Astros break through for first 2026 win, outslugging Angels 11-9 at Daikin Park

Houston’s offense answers early-season quiet with a decisive middle-innings surge
The Houston Astros earned their first victory of the 2026 season on Saturday, March 28, outlasting the Los Angeles Angels 11-9 at Daikin Park. The result snapped a two-game slide to open the year, after Houston dropped the first two games of the four-game set at home.
Saturday’s win was defined less by one defining swing than by a rapid shift in game state: a contest that had tilted toward the Angels through four innings turned into a high-run exchange driven by Houston’s lineup depth and a game-changing sixth inning.
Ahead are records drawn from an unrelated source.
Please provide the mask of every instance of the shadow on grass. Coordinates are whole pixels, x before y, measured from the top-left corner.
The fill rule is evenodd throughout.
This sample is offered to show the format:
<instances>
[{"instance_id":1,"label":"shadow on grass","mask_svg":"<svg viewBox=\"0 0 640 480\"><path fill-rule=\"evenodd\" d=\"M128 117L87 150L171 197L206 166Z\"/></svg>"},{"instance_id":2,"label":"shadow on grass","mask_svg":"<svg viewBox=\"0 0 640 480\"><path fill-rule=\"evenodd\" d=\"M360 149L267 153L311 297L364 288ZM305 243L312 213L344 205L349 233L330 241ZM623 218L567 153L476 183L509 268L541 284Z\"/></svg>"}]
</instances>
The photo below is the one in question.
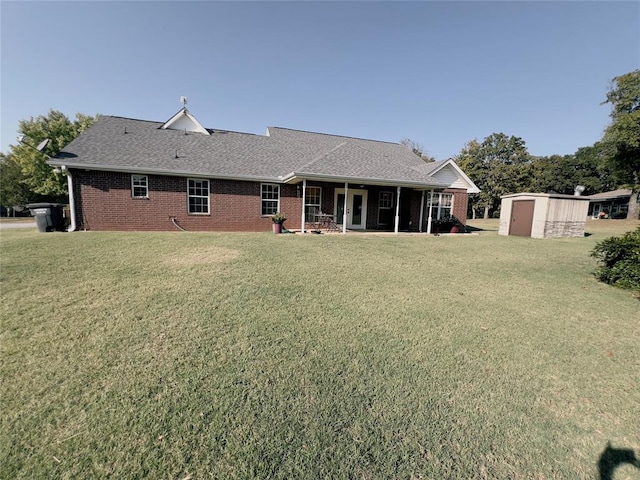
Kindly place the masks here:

From a slow start to a sudden turn
Houston entered the game still searching for its first win, having been shut out 3-0 in the opener on March 26 and then falling 6-2 on March 27. The Astros’ offensive breakthrough arrived Saturday night, when they produced 11 runs on 13 hits, including an eight-run sixth inning that flipped the score and changed the leverage of every subsequent at-bat.
The Angels, who had won the first two games of the series, finished with nine runs on nine hits and were able to apply late pressure, but Houston’s burst created enough separation to survive the final frames.
Pitching outcomes reflect a bullpen-driven game
The official decision credited right-hander Janson Junk Teng with the win, while José Ureña took the loss, underscoring how quickly the game moved away from a conventional starter-to-starter outcome. With both teams scoring in clusters and momentum changing sharply in the middle innings, run prevention depended heavily on relief execution and defensive conversion in extended, high-traffic sequences.
Why it matters this early
At 1-2, Houston avoided the prospect of a winless homestand to begin the season and positioned itself to split the opening series on Sunday, March 29. The first three games also established a clear early theme: outcomes have swung dramatically based on which club controlled the decisive inning, rather than sustained scoring over nine.
- March 26: Angels 3, Astros 0
- March 27: Angels 6, Astros 2
- March 28: Astros 11, Angels 9
After two losses to open the season, Houston’s first win arrived in a game where one inning supplied the margin.
The series finale on March 29 will determine whether Saturday’s offensive outburst becomes a one-night correction or the start of a more stable run environment for a lineup that, through the first two games, struggled to convert baserunners into runs.